Thema Verlichten Er is een sociale kaart in Twenterand en José weet de organisaties ook te vinden die ze nodig heeft. Jose probeert altijd eerst of het netwerk zelf de juist ondersteuning weet te vinden. In Twenterand is er een grote openheid om elkaar te helpen. Er is in het verleden wel eens doorgestuurd naar mantelzorgorganisaties als Stichting Vrijwillige Thuiszorg. Maar er wordt niet altijd aan gedacht. Jarabee biedt geen mogelijkheden voor respijtzorg.
Thema verbinden: Er is afstemming op directieniveau tussen formele en informele zorgorganisaties, maar daar wordt de mantelzorg niet besproken. Overleg en afstemming is altijd goed om elkaar te kennen en korte lijnen te hebben. Maar tijd voor overleg is een probleem én duur. Een website kan hier aan bijdragen; waar alle gegevens makkelijk te vinden zijn.
42
Interview mantelzorgbeleidsscan TMZ Gesproken met Herman Schoemaker en Esther Hendriksen op 2 november 2015
Algemeen Herman is teamleider van de wijkverpleging en zorgbemiddeling TMZ. Zijn werkgebied strekt zich uit van de gemeente Twenterand tot en met Enschede. Esther volgt Herman op als leidinggevende van het intramurale team van woonzorgcomplex het Haarhuus te Westerhaar. TMZ biedt ook in andere gemeenten, zoals bijvoorbeeld Hardenberg, wijkverpleging als onderaannemer. In Twenterand heeft TMZ naast de wijkverpleging en –verzorging, ook een verpleeghuis en dagbesteding.
Leefbaarheid in Twenterand Herman Schoemaker is namens TMZ nauw betrokken bij diverse ontwikkelingen in de gemeente die de leefbaarheid in de dorpskernen vergroot. In Westerhaar bedacht Herman samen met Sjoerd van Baars (bedrijfsleider van Kulturhus De Klaampe) een breed sociaal initiatief waaraan alle inwoners van Westerhaar kunnen deelnemen: het opzetten en inrichten van een evenementenplein in Westerhaar. Hiertoe werd de Commissie Belangen Bewaking (CBB) opgericht. Herman is lid van deze commissie. Hij is tevens bestuurder van de nieuw opgerichte Stichting Burgerinitiatieven die het geld krijgt om de werkzaamheden voor het plein uit te voeren. De burgers nemen deel door vrijwillig een bijdrage te leveren. In dit initiatief zijn diverse verenigingen uit het dorp betrokken en het Kulturhus De Klaampe. De gemeente Twenterand en woningbouwvereniging Mijande Wonen steken beide geld in het burgerinitiatief van de CBB. Deze initiatieven passen in de visie Kernontwikkelingsplan. Dit tienjarig plan is geïnitieerd door de gemeente en woningbouwvereniging Mijande Wonen.

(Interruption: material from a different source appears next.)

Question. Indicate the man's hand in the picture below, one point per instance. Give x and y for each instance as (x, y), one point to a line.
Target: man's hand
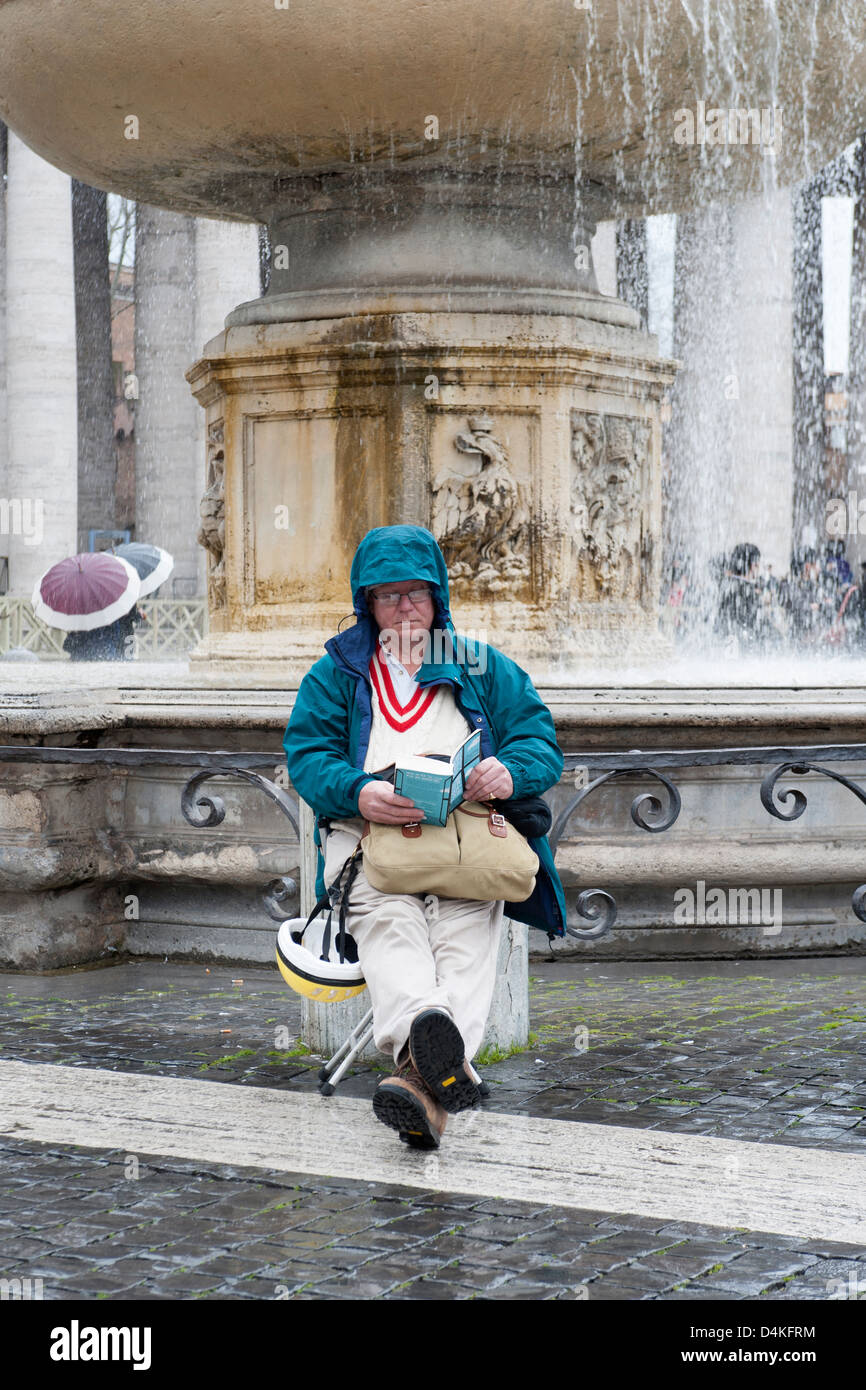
(488, 779)
(380, 802)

Thema vinden 1. Er is geen uitgewerkt beleid t.a.v. de rol van de mantelzorgers. Wel is er vrijwilligersbeleid en is de organisatie nu bezig met de uitrol van het beleid voor familieparticipatie. TMZ werkt in Twenterand met de OMAHA systematiek waarin de wijkverpleegkundige een spilfunctie vervult. Dit systeem legt de vraag van de cliënt, de acties die daaruit voortvloeien en de resultaten vast. De wijkverpleegkundige kent de professionals die betrokken zijn bij de cliënt. Het streven van TMZ is zoveel mogelijk dezelfde gezichten voor de cliënt. Wisseling van gezichten is niet te voorkomen, denk alleen al aan vervanging bij ziekte. TMZ communiceert met een eerste contactpersoon vanuit de groep mantelzorgers. De medewerker heeft een zorg inhoudelijk gesprek met de cliënt, de mantelzorger en de betrokken vrijwilliger. Zo betrekken zij de mantelzorger bij de vraag van de cliënt. De cliënt mag straks meerdere mantelzorgers toegang verlenen tot de digitale werkomgeving, m.u.v. cliënten die wilsonbekwaam zijn als gevolg van dementie of een psychische ziekte. 43
2. De organisatie is zich wel bewust van het feit dat mantelzorgers zich niet altijd als zodanig herkennen. Zij wijst echter familieleden niet expliciet op het mantelzorger zijn. 3. Er is geen expliciet beleid en van daaruit specifieke afspraken ten aanzien van de rol en positie van mantelzorgers. Niet besproken is of er bij medewerkers behoefte is aan scholing over het thema mantelzorg, ook voor wat betreft doorverwijzing en afstemming, al dan niet in samenwerking met de informele zorgorganisaties. 4. Saxion heeft de werknemers getraind in het kennen van de sociale omgeving middels het spel “Ken je omgeving”. Er is een werkgroep opgezet die zich bezighoudt met de vraag hoe om te gaan met het sociale netwerk van cliënten. Eenmalige scholing is niet voldoende. De uitdaging is om dit actueel bij de werknemers te houden, zodat ze het benutten en het geborgd is in de organisatie. En overdraagbaar aan nieuwe werknemers. Bij medewerkers is onvoldoende bekend wat er aan ondersteuning mogelijk is vanuit andere organisaties in Twenterand. Er is een sociale kaart map gemaakt. Die staat in de kast samen met verschillende folders. Het actueel houden vraagt om na te denken over andere manieren om de beschikbare informatie van de sociale kaart met elkaar te delen. Er zijn door de fysieke nabijheid in het gezondheidscentrum korte lijnen met de andere organisaties. Dit helpt bij het informele contact en in de samenwerking. TMZ merkt op dat Zorgsaam en haar aanbod op gebied van praktische diensten niet bekend is bij de burgers. Als medewerkers zien dat de belastbaarheid toeneemt en mantelzorger in de knel komt of overlast raakt verwijzen ze door naar organisaties die ze kennen. Bijvoorbeeld naar de St. Boter voor schuldhulp.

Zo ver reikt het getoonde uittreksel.